THREE babies suffering from an airway condition that presented little chance of them reaching young childhood have had their lives saved by the innovative use of 3D-printed, growth-flexible implants.
Paediatric tracheobronchomalacia (TBM) is a rare congenital condition that affects approximately 1 in 2,200 births. Often misdiagnosed as treatment-resistant asthma, TBM sees an excessive collapse of the airways during breathing that can lead to life-threatening cardiopulmonary arrests, and though most children outgrow mild cases by the ages of 2-3 years, severe cases where the child is at impending risk of death require aggressive treatment.
Until recently, available conventional therapies used to treat the condition have carried their own life-threatening complications. Babies required tracheostomy tube placement with mechanical ventilation, causing prolonged hospitalisation and dangerous complications; for example, the rate of respiratory arrest due to tube occlusion is as high as 43% of annual paediatric tracheostomy procedures. Yet thanks to researchers at the University of Michigan’s C.S. Mitt Children’s Hospital, Ann Arbor, Michigan, USA, newly developed 3D-printed devices, which stent the airways in such a way as to allow the supports to grow as the child does, have been used to treat three boys aged 3 months, 5 months, and 16 months. “If a child can be supported through the first 24-36 months of TBM, airway growth generally results in natural resolution of this disease,” wrote the authors.

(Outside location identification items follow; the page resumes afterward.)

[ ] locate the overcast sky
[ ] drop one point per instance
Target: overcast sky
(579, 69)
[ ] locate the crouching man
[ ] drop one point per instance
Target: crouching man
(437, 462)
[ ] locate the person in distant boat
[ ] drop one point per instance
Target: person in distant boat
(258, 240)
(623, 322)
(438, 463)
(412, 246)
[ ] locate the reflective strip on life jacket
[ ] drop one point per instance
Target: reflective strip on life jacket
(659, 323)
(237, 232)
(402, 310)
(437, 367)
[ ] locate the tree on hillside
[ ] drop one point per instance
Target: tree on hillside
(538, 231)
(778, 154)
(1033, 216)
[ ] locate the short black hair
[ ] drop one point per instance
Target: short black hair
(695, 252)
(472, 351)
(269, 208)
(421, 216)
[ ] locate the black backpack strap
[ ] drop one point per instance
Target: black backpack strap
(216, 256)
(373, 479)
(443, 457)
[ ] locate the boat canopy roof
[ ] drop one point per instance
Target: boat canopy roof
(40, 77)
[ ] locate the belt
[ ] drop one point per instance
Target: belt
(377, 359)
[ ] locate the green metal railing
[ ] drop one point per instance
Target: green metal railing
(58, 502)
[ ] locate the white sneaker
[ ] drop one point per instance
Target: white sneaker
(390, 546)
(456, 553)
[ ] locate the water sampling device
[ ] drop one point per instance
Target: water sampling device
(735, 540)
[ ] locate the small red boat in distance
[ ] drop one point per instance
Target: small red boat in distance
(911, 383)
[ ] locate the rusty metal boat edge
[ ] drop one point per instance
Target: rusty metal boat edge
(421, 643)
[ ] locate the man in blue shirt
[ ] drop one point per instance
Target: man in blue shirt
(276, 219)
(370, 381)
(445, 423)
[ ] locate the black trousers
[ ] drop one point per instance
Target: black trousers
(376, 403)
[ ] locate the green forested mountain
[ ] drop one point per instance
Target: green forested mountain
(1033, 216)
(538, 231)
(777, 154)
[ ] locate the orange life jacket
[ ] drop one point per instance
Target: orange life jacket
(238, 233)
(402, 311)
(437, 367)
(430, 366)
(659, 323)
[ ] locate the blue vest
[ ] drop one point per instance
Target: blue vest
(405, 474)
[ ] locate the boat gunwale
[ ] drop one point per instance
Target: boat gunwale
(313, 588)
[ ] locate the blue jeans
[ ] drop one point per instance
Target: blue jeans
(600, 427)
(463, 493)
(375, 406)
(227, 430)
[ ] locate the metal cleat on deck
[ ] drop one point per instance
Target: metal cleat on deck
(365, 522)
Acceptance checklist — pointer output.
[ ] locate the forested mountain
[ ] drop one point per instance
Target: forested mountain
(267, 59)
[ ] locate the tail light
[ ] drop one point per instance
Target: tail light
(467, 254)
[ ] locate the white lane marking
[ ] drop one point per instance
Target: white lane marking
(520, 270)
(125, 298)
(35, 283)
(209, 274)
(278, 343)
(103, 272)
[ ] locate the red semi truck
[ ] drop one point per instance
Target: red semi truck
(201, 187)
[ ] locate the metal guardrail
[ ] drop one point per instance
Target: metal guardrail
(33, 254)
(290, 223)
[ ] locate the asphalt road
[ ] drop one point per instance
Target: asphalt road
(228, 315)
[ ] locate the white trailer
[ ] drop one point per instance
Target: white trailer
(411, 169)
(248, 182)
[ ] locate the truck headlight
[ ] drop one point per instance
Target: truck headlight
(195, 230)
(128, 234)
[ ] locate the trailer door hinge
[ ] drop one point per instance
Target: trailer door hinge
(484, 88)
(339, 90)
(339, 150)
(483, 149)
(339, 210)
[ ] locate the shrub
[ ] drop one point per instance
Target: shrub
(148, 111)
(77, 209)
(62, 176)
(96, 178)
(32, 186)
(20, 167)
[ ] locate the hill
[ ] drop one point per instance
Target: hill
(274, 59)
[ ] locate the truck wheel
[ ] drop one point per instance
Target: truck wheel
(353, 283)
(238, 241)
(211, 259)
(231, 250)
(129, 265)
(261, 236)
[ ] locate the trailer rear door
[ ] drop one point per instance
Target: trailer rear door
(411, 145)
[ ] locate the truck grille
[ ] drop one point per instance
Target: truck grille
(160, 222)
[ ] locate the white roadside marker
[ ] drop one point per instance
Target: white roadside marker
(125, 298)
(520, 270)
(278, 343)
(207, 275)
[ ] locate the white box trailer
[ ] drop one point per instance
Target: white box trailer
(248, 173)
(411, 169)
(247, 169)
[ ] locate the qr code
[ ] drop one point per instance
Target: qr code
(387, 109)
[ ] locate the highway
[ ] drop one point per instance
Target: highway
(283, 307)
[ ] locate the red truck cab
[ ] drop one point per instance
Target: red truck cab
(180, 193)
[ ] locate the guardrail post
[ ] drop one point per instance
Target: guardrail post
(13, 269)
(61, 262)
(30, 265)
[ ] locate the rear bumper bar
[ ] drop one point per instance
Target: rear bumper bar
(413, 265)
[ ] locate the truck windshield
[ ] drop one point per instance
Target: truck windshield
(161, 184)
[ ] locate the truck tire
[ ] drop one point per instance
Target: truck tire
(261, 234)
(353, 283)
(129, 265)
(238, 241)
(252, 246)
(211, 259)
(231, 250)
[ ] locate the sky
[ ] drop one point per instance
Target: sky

The 3D-printed splints were designed to be customisable to the individual patient’s anatomy, regarding the inner diameter, length, and wall thickness of the device, and the number and spacing of suture holes. All inserts placed around the airways were made of polycaprolactone, which harmlessly dissolves in the body at a rate to allow the device time to support growing cartilage. This accommodates airway growth, simultaneously preventing external compression over a period of time before bioresorption, allowing for radial expansion of the airway during the critical period of growth.
Dr Glenn Green, Associate Professor, Paediatric Otolaryngology, C.S. Mott Children’s Hospital, said: “The device worked better than we could have ever imagined. We have been able to successfully replicate this procedure and have been watching patients closely to see whether the device is doing what it was intended to do. We found that this treatment continues to prove to be a promising option for children facing this life-threatening condition that has no cure.” More data is required before this procedure may be implemented in medical practice.